Magic 105 was a pirate "border blaster" radio station broadcasting to Northern Ireland from the Republic of Ireland. The station format was "Hot Adult Contemporary" (Hot AC) and only played songs from the 1970s and 1980s.  The exception to this rule was during its "Afterhours" show (9pm-Midnight) when a mixture of classic love songs and modern chill-out tunes were played.
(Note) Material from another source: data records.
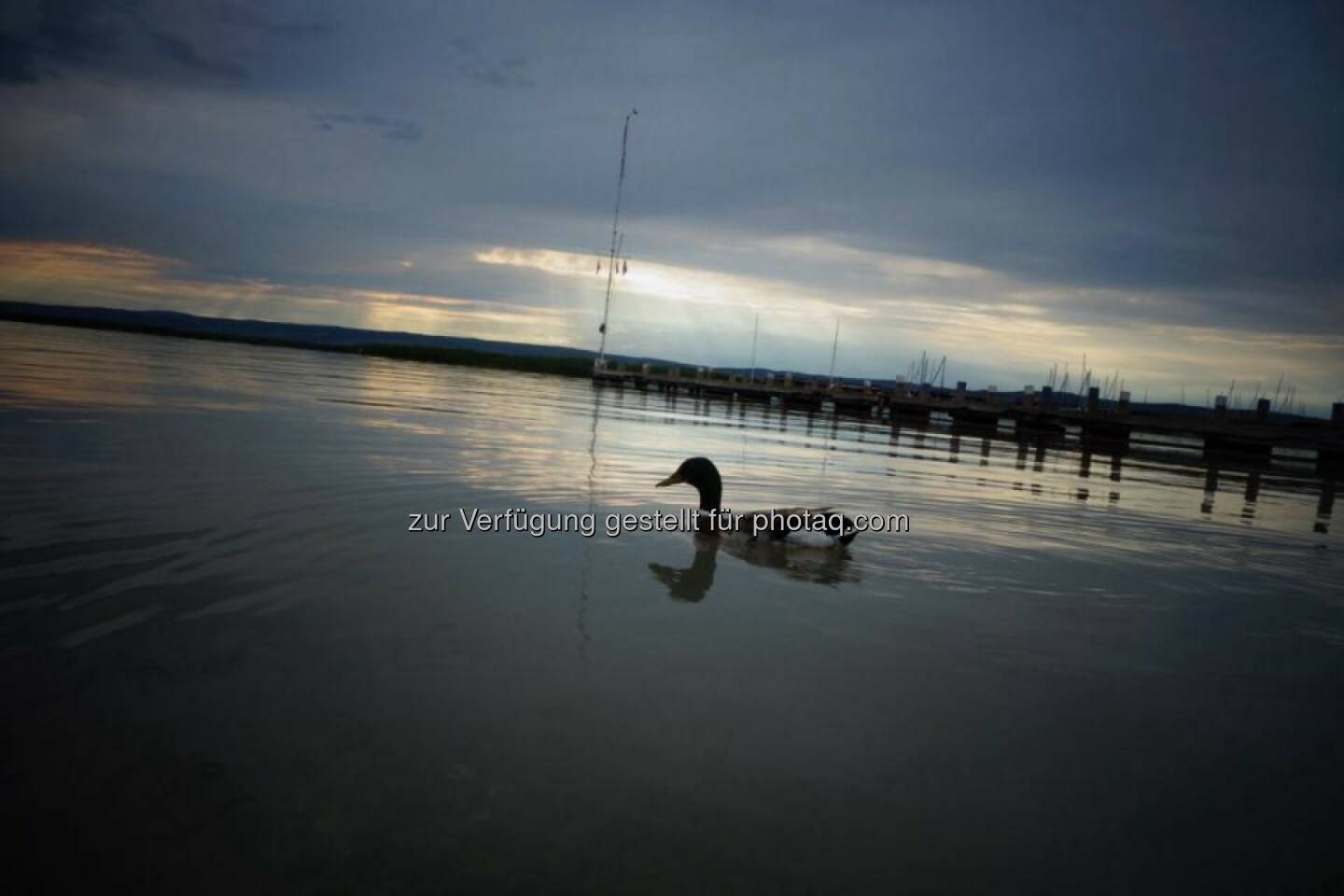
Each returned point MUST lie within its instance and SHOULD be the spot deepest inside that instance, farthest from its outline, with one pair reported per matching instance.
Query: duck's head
(700, 473)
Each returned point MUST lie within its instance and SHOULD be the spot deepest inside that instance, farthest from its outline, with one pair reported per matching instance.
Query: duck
(794, 526)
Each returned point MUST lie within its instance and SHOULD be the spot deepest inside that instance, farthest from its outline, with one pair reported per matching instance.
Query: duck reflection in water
(693, 581)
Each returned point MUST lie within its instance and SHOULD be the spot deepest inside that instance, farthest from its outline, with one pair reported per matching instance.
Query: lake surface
(230, 668)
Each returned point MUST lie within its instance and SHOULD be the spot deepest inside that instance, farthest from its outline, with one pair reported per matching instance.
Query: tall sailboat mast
(616, 225)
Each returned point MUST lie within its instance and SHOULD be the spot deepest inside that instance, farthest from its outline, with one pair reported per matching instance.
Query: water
(230, 668)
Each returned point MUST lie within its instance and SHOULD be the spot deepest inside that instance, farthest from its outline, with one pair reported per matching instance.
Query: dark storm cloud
(479, 66)
(133, 38)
From a transmission site in County Monaghan, Magic 105 broadcast across the border into the North. The original transmitter and mast was located at "Alien Mountain", so called due to alleged UFO activity. The real name of the area is known as Greagh, approx 2 miles northwest of Carrickroe, Co. Monaghan.  Due to the remote location of the Alien Mountain transmission site, a satellite ADSL service was used to maintain the automation computer's playlists and provide a live streaming facility for presenters to present live shows from various locations.

The station also has links with other border stations such as: Drive 105, Energy FM, Galaxy 107 and Storm 106. Drive 105 was awarded a Community Radio licence in June 2007 by UK radio regulator, OFCOM.

Past Presenters
Andy Stewart, Andy York aka "Yorkie", Ben Gamblin, Charlie Davy, Danno Fox, Lenny Preston aka Peter Nicholls, Nick Cousins, Philip Patrick, Ricky Williams, Sandy & Shelly, Scott Richards, Sean Stevens aka "The Magician".

Demise
The last broadcast from Magic 105 was on 11 May 2007 when the station's transmitter was seized by ComReg from Bragan Mountain, close to the original Greagh site. As of July 2008, there are currently no plans for Magic 105 to return to the airwaves.